Donncha Ó hEallaithe (fl. 2000) is an Irish language activist and academic.

Ó hÉallaithe was raised in Clonmel in County Tipperary. He acquired a degree in engineering at University College Dublin, where he first became acquainted with Irish speakers from Connemara. He then became a lecturer in mathematics at the Galway-Mayo Institute of Technology. He learned Irish as a second language at school and among native speakers in the Connemara Gaeltacht.

Ó hÉallaithe is known as a Gaeltacht activist and commentator, though he has always acted as an individual rather than on behalf of an organisation. He first became aware of Irish as a living traditional language when he and others in his school class went with a teacher to Corca Dhuibhne in County Kerry. Much later, in 1969, he became involved with the fight for language rights in Connemara.
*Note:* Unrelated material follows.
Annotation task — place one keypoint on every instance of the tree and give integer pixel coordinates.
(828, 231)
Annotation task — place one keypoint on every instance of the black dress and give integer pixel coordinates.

He is a keen sailor, and in 1986 he and some companions voyaged on a Galway hooker to the Faroes. While there he saw the local television station Sjónvarp Felagíð í Havn (Tórshavn Television Association). On his return he informed the filmmaker Bob Quinn of this, and Quinn and others set up a similar transmitter in the Gaeltacht in 1987. This led to the creation of Teilifís na Gaeilge (now TG4) in 1996.

Ó hÉallaithe helped publicise the research contained in a report entitled "Comprehensive Linguistic study of the Use of Irish in the Gaeltacht" (2007), a document which showed a steep decline in Irish language use in the Gaeltacht.